The heliconia bug, Leptoscelis tricolor Westwood, lives in Central America on many species of tropical heliconia plants (Zingiberales: Heliconiaceae). This insect has primarily been used to examine insect behavior, sexual selection, plant-insect interactions, and color variation.

Figure 1. Adult heliconia bug, Leptoscelis tricolor Westwood, feeding on Heliconia platystachys on Barro Colorado Island, Panama.
Figure 1.  Adult heliconia bug, Leptoscelis tricolor Westwood, feeding on Heliconia platystachys on Barro Colorado Island, Panama.
Credit: Christine W. Miller, University of Florida

 

Distribution

Leptoscelis tricolor has been recorded in many areas of Panama, Costa Rica, and Nicaragua, wherever Heliconia plants grow. This insect and its host plants are mostly found in low-lying areas in tropical forests. It is not currently found in Florida, though it has the potential to be introduced via heliconia plant nursery stock.

Description

The original description (Westwood 1942) is as follows:

"Fulvo-rufescens, capitis thoracisque disco, antennis pedibus et hemelytris nigris, his fascia obliqua ad apicem corii, albida, antice bi-emarginata; tarsis pallidis; abdomine supra fulvo-rufescenti maculis sex parvis nigris, per paria dispositis; thoracis angulis posticis prominulis; corpore subtus toto fulvo-rufescenti." (Latin)

Adults

The adults are elongate-ovoid shaped with 4-segmented antennae. They are primarily black in color, with red lining the dorsal posterior edges of the pronotum and the sides of the abdomen. A yellowish-white color lines the juncture between the tegmina and membranous part of the forewings. The distal antennae segment is white. The hind femurs of males are enlarged with several pairs of spines on the proximal-ventral side. Female femurs are much more slender, though small spines are still visible under close inspection.

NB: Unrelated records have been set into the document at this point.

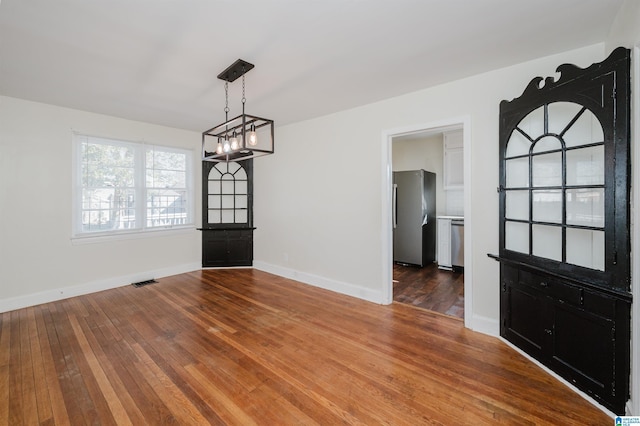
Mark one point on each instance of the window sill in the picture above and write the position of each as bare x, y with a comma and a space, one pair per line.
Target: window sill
131, 235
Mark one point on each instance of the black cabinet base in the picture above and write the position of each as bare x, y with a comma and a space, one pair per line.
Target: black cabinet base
227, 247
581, 333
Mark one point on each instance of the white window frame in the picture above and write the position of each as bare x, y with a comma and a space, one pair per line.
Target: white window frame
140, 188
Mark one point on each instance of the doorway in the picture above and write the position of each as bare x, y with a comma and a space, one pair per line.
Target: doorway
463, 306
434, 284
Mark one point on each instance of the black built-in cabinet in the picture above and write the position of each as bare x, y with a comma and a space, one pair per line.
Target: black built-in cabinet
227, 213
564, 225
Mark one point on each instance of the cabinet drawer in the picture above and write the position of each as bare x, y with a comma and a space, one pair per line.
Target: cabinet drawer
552, 287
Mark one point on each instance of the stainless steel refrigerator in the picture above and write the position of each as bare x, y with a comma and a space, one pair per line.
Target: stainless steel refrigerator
414, 217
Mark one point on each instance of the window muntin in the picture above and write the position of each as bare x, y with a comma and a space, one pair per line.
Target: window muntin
554, 194
124, 187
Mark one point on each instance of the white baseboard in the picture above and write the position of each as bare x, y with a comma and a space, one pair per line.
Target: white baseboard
47, 296
554, 374
322, 282
485, 325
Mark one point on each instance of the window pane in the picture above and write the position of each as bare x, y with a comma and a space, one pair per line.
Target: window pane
517, 237
241, 216
517, 205
585, 248
214, 201
214, 187
227, 201
166, 208
115, 199
227, 187
241, 201
585, 207
241, 187
547, 169
547, 143
517, 173
517, 145
547, 206
547, 242
214, 216
587, 129
533, 123
108, 210
560, 115
585, 166
227, 216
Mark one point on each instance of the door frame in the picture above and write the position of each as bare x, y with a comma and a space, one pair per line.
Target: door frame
463, 122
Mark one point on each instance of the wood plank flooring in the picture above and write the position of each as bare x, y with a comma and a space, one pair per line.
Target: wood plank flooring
430, 288
245, 347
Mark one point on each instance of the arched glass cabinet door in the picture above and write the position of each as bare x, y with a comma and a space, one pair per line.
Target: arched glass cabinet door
565, 174
554, 186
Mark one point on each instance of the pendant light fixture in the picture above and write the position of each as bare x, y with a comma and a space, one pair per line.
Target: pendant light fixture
243, 137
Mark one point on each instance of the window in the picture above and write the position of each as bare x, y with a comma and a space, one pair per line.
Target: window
555, 182
123, 187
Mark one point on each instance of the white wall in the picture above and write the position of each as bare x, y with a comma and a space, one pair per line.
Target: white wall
318, 199
38, 261
625, 31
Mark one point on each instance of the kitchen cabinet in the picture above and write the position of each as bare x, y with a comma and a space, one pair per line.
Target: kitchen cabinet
444, 243
453, 162
564, 225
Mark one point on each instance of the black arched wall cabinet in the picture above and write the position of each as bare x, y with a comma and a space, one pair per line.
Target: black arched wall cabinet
227, 213
564, 225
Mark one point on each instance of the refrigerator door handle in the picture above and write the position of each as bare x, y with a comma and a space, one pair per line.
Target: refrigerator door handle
394, 203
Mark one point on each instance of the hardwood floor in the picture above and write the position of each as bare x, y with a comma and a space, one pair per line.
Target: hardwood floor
245, 347
429, 288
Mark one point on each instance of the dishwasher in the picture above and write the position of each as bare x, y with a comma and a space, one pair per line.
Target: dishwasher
457, 245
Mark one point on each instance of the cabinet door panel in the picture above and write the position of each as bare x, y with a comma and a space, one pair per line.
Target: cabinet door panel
584, 348
527, 323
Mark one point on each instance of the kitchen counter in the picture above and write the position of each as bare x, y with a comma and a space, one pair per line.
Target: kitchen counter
450, 217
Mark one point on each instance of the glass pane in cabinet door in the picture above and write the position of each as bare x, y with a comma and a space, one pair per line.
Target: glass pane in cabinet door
586, 130
547, 242
227, 216
547, 143
547, 169
241, 216
214, 216
585, 248
547, 206
585, 166
517, 237
214, 187
517, 205
214, 202
517, 173
227, 202
533, 123
585, 207
241, 187
560, 115
517, 145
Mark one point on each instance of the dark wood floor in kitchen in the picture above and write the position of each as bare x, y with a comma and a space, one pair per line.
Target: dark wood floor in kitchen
429, 288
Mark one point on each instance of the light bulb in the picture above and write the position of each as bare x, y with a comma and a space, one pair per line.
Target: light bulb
234, 141
253, 138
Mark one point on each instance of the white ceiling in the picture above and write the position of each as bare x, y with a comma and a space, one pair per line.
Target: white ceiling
157, 60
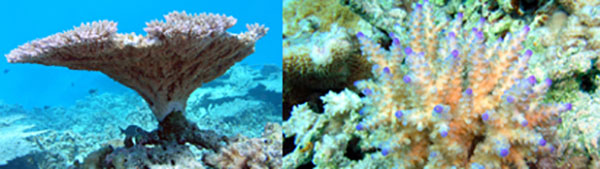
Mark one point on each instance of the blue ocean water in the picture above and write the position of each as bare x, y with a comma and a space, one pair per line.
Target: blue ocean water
32, 85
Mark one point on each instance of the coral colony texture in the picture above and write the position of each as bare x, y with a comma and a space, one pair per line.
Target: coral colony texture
164, 67
451, 89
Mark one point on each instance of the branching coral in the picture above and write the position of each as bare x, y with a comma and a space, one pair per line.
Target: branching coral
450, 97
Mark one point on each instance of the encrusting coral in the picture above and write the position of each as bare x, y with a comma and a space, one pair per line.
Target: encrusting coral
254, 153
444, 95
164, 67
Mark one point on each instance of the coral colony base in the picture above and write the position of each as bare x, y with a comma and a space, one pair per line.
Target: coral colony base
443, 95
164, 67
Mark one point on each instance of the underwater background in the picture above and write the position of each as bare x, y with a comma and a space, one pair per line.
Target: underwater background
51, 117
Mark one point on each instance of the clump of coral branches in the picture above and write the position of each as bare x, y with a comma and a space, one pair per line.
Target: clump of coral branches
445, 95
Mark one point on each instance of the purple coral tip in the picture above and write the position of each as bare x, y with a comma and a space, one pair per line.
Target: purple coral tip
455, 53
524, 123
356, 83
531, 79
485, 116
396, 41
504, 152
399, 114
528, 53
360, 127
469, 91
444, 133
568, 106
367, 91
452, 35
542, 142
386, 70
548, 81
360, 35
479, 35
407, 50
385, 151
438, 108
406, 79
510, 99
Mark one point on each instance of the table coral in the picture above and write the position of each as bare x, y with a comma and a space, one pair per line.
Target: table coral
184, 46
164, 67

Figure 2. Adult heliconia bug, Leptoscelis tricolor Westwood, feeding on the inflorescence of a Heliconia sp. in Costa Rica.
Figure 2.  Adult heliconia bug, Leptoscelis tricolor Westwood, feeding on the inflorescence of a Heliconia sp. in Costa Rica.
Credit: J. Court Whelan, University of Florida

Nymphs

Young nymphs are red and black. Fourth and fifth instar nymphs vary in color, from yellow to orange, red, or black. The variation in color appears to be a form of background matching; nymphs raised on lighter species of heliconia, such as H. latispatha, are more likely to be lighter in color than nymphs raised on darker species, such as H. mariae. Color variation in nymphs does not translate into variation in adult color, i.e., yellow nymphs and black nymphs will both molt into similar-looking adults (Miller & Hollander 2010). There is no evidence of these insects forming aggregations, though other members of this family do aggregate.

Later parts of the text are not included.